New second hand ticketing rules 'do not go far enough'

15/05/14

Tickets

A group of politicians has warned the Government that new measures to protect people buying second hand tickets online "do not go far enough".

Websites which resell tickets have been told sellers will need to provide seat numbers and, in some cases, the face value of the ticket.

The new conditions will be introduced on 13 June.

The announcement follows members of the All-Party Parliamentary Group's (APPG) suggesting ways to protect buyers.

These small changes still don't go far enough to ensure that consumers have all the relevant information they need to make a buying decision
Mike Weatherley
Conservative co-chair of the APPG

The APPG's set of proposals to the Consumer Rights Bill were debated in Parliament on 13 May.

They aimed to help music fans and increase transparency in the resale sector.

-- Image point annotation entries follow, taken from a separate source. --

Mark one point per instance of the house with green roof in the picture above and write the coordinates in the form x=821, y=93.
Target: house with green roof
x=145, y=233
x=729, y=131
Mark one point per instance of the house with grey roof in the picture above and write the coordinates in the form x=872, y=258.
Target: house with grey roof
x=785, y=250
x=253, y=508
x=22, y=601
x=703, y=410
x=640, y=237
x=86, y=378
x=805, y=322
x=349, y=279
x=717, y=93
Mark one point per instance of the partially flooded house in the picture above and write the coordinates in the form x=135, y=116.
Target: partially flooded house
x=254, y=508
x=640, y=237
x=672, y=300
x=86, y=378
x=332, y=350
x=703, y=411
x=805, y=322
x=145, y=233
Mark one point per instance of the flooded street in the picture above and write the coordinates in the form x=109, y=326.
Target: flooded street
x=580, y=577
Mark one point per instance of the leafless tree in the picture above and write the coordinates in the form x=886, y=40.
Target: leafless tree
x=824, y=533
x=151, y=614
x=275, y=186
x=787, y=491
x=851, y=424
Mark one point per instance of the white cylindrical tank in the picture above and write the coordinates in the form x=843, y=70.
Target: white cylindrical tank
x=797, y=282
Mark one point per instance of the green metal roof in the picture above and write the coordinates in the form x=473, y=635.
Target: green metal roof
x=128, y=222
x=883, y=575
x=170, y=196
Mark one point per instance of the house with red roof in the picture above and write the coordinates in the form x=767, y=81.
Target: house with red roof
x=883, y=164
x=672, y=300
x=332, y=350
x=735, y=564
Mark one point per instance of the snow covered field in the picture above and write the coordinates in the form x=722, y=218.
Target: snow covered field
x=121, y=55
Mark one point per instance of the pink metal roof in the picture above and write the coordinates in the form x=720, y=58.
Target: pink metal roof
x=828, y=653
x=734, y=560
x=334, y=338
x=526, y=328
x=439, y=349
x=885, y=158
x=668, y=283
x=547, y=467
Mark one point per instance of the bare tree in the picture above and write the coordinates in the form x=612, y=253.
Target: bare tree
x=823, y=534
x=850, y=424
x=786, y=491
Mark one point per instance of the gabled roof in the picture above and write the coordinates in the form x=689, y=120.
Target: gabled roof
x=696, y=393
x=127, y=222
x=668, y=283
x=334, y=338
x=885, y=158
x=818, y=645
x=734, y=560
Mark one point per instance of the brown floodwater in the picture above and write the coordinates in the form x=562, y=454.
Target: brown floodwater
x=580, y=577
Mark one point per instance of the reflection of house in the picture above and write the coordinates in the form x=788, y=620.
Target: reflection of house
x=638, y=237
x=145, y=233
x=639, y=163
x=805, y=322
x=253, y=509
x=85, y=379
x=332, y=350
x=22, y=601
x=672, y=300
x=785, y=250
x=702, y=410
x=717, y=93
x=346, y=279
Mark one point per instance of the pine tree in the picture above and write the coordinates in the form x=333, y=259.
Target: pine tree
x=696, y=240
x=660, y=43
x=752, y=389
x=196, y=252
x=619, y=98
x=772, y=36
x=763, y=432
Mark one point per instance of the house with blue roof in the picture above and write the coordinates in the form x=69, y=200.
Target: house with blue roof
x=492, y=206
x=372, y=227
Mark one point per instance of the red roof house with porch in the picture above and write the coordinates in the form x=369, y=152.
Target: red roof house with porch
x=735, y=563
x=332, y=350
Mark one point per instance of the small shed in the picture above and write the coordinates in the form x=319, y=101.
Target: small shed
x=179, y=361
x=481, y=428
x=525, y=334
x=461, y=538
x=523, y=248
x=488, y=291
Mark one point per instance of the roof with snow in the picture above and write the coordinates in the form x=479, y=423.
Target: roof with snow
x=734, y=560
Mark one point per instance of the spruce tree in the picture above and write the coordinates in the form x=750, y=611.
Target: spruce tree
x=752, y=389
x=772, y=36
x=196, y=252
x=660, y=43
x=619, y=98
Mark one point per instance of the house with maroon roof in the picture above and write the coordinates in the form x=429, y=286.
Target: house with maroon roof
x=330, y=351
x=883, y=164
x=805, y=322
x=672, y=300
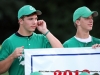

Among the suggestions were websites providing more information about ticket sellers and more information on ticket or seat numbers.

There were also calls to make sure victims of ticket scams receive compensation.

Festival goers
Image caption Figures show ticket scams cost victims £3.7m last year Police said festival-goers were among the most at risk

Following the Government's decision, members of the APPG have written to main secondary ticketing platforms to make sure they follow the new conditions.

Conservative co-chair of the APPG Mike Weatherley said: "This is the first concession from the Government that there is a real problem with transparency in the secondary market, and the publication of this guidance represents a welcome, although limited, step forward.

"Secondary ticketing websites now have a month to ensure that they comply with these new responsibilities, and I hope they accept the need to do so."

Drake
Image caption Drake's recent tour was affected by counterfeit tickets

Mr Weatherley added: "However, these small changes still don't go far enough to ensure that consumers have all the relevant information they need to make a buying decision. In particular, consumers still won't know who they're actually buying a ticket from, which we wouldn't stand for in any other marketplace."

In March, Drake's UK tour was hit by a wave of counterfeit tickets with bosses at London's O2 Arena saying they turned away up to 170 fans a night at the Canadian rapper's shows.

Some of the fake tickets were bought on Gumtree or Twitter, as well as secondary ticketing sites like Seatwave.

An O2 spokesperson said fans had been scammed by touts despite "a number of procedures in place to protect customers".

In February, Beyonce's shows at Manchester's Phones 4 U Arena were targeted with counterfeit tickets, resulting in more than 140 being rejected.